改訂新版 世界大百科事典 「メボウキ」の意味・わかりやすい解説
メボウキ
basil
sweet basil
Ocimum basilicum L.
バジルまたはバジリコと称し,香辛料や香草として知られるシソ科の一年草。メボウキ属Ocimumはアフリカ,東南アジアから太平洋諸島に50~60種が分布する。そのなかで日本で香辛料として栽培されるのは,本種だけである。高さ40~50cm,葉は波状の欠刻のある卵状披針形で,強烈な香りがする。夏には茎の先にシソに似た花穂を立て,紫白色の6輪の小花を輪生して咲き上がるが,とくに観賞価値はない。種まきは4~5月,小鉢で育苗したものを5~6月に鉢または花壇に植える。根は細かく多数で移植には強く,挿芽繁殖もまた容易である。メボウキは江戸時代に渡来したというが,目にその種子を入れると寒天様物質が出て目のごみをぬぐいかすみ目に効くとして目箒の名がつけられた。全草に香りと淡い甘みをもつのでパスタ料理,シチュー,またソーセージなどの香辛料として,また矯臭,鎮咳,解熱に用いられる。黒葉種Dark Opalは,花壇に黒色の彩りを添えることができる。

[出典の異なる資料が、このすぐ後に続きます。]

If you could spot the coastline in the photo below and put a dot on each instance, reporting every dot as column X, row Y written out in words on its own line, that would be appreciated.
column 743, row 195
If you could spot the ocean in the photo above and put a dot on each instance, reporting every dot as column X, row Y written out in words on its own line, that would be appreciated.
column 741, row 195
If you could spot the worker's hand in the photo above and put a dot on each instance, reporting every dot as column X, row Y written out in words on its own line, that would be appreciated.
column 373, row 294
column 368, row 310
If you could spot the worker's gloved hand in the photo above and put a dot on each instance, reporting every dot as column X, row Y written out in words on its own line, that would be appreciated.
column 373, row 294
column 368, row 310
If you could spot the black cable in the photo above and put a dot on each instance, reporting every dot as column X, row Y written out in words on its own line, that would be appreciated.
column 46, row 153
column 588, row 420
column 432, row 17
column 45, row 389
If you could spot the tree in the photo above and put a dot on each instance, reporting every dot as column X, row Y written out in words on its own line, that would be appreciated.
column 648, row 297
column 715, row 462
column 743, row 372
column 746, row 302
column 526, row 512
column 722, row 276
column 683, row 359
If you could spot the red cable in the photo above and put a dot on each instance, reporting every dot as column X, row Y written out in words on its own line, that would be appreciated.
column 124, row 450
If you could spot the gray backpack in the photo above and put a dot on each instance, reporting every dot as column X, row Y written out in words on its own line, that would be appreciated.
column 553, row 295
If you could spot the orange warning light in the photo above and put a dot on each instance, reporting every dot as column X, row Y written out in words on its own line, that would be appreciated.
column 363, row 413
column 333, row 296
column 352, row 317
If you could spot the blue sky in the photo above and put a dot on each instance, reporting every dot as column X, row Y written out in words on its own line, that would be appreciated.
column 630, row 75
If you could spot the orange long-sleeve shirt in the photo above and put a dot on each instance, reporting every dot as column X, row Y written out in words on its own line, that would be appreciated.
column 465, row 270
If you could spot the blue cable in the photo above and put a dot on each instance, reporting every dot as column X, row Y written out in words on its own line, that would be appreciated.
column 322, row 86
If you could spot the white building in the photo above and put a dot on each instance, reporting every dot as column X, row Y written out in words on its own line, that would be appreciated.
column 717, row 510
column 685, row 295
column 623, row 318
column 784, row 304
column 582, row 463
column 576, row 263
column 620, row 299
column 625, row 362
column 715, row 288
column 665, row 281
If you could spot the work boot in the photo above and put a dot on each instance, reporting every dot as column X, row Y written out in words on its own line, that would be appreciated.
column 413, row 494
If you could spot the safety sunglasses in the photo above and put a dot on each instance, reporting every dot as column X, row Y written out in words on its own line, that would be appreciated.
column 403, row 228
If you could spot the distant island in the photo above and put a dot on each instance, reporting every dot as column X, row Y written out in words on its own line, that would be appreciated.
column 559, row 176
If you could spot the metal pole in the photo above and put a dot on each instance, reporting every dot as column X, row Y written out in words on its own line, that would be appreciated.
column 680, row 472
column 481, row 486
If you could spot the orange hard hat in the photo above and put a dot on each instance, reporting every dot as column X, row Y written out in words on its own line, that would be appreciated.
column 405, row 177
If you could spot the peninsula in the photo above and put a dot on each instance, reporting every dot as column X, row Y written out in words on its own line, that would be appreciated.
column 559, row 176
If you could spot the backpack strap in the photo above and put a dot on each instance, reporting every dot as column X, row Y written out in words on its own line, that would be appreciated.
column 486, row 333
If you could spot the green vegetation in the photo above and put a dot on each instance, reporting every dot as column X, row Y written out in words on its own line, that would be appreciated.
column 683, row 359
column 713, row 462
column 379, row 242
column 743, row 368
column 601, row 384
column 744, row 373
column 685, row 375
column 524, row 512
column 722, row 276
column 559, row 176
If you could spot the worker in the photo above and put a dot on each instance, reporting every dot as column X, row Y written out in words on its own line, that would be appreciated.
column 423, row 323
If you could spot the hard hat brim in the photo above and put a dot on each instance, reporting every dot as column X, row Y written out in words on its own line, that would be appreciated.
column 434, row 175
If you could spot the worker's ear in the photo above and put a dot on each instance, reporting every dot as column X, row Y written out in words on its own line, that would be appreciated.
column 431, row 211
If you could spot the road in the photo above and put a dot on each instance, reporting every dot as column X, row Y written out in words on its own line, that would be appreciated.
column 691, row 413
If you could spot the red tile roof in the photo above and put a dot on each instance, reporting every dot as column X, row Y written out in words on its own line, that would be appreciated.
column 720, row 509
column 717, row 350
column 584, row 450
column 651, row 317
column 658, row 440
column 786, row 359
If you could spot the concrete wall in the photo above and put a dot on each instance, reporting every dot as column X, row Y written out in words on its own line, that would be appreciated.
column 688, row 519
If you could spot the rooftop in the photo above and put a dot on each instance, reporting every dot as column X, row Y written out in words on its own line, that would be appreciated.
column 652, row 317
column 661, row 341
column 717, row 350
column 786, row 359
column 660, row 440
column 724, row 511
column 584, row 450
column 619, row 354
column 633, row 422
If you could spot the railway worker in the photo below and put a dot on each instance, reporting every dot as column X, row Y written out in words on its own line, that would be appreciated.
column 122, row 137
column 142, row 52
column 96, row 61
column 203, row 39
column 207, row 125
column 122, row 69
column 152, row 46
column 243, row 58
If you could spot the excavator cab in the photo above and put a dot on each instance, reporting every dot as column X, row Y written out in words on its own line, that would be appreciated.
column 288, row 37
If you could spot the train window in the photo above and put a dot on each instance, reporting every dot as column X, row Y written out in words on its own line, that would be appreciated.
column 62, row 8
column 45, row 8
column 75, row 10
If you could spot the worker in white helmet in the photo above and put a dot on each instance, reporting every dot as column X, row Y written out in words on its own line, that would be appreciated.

インドや東南アジアではメボウキのほかにO.gratissimum L.(英名shrubby basil,tree basil),O.kilimandscharicum Guerke(英名camphor basil),O.canus Sims(英名hoary basil),カミメボウキO.tenuiflorum L.(=O.sanctum L.)(英名sacred basil,holy basil)などの種が同様に利用されている。
執筆者:浅山 英一
民俗,象徴
メボウキはヨーロッパでは墓の象徴とされる。これにはボッカッチョとキーツが描いたイザベラの物語がかかわっており,彼女は殺された恋人の頭蓋を壺に入れ上にメボウキを植えて毎日涙を注いだ。やがて草は大きく育ち,すばらしい香を放ったという。ギリシアでは古くこれを貴族が香水などに用いたところから,バシリコンbasilikon(〈高貴な(王の)草〉の意)と呼び,バジルやバジリコの語源となった。しかしバジリスクと似た名称であったことから混同が生じ,この怪物の毒気を消す霊草と信じられるようにもなった。